Arrivé par avion en civil,   il a tout juste pris le temps de se mettre en uniforme.
Le général Allard s'écrie:
  -   Vous nous avez mis dans un joli pétrin!
  -   Maintenant qu'on y est, il n'y a qu'à continuer!   
dit Massu, qui ne se perd pas en vaines récriminations.

Le général Petit, en effet,   gaulliste entreprenant,  a fait des promesses personnelles aux généraux d'Alger.   Il s'est engagé à ramener Soustelle l'après-midi du 13 mai.   Il devait même le prendre dans l'après-midi à bord de son avion militaire, comme son officier d'ordonnance.   Et Soustelle n'a pas voulu venir.   Il avait laissé entrevoir aussi l'approbation de   de Gaulle. Et de Gaulle, enfermé à Colombey,   reste obstinément silencieux.

L'attitude d'une partie du commandement,   qui ne comprenait ni Salan ni Massu,   a été réglée sur ces promesses.

Au cours de la nuit,   le général Salan se tourne vers le représentant de l'état-major général:
  -   Et maintenant, que faire ?

Le général Petit se met à rédiger un message à de Gaulle,   lui rendant compte du soulèvement populaire,   de la prise en main de la situation par l'armée pour éviter l'effusion de sang et l'adjurant d'intervenir pour sauver l'unité de l'armée et l'unité nationale.   Un message signé Salan.   Il le donne à taper et le soumet au commandant supérieur.

Salan corrige quelques mots,   raye le nom du général de Gaulle et adresse le message au président Coty.

C'est Massu qui enverra l'appel à de Gaulle   « pour qu'il prenne en main les destinées de la Patrie ».

Massu se rend compte que par ce télégramme il va franchir le Rubicon. Jusqu'ici, les proclamations ont été remarquablement prudentes.
  -   Il me faut l'approbation de Salan!   dit-il.
  -   Mais naturellement!   lui répondent les gaullistes.

Salan approuve.   C'est Massu, au nom du C.S.P., qui signe le câble.
De Gaulle ne le recevra que quinze jours plus tard,   quand il sera à la tête du gouvernement.

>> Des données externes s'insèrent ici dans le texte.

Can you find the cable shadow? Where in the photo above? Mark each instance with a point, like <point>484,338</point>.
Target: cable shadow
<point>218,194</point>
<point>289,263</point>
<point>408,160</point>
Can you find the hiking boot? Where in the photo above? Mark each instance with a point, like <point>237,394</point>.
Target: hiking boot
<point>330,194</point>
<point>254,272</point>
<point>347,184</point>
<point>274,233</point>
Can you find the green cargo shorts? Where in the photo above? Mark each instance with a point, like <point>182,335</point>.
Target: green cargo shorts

A 23 h 45, Massu vient au balcon pour annoncer l'appel à de Gaulle. La foule applaudit.
Le gouvernement de Salut Public qu'on réclamait restait bien abstrait. Le nom seul du Libérateur donne un visage à la révolution.

A minuit, nouveau coup de théâtre, secret d'ailleurs.   Félix Gaillard a réuni à Paris, dans la soirée,   un Conseil interministériel qui se tient en contact avec Pflimlin,   le chef du gouvernement en formation,   qui attend à l'Assemblée son investiture.

Le gouvernement moribond délibère et prend des mesures vis-à-vis de la révolution d'Alger.
Il coupe les communications téléphoniques et télégraphiques avec l'Afrique du Nord.
il interdit les départs d'avions pour Alger.
Il donne l'ordre de dérouter les navires se dirigeant vers les ports algériens.


Les préfets d'Oran, de Constantine, de Tizi-Ouzou, continuent de téléphoner.
La situation est calme dans leurs départements.
On a lâché trop vite les pouvoirs à Salan sur l'ensemble de l'Algérie.
On peut rattraper quelque chose.  Un second télégramme est envoyé à Salan, limitant ses pouvoirs à la zone d'Alger.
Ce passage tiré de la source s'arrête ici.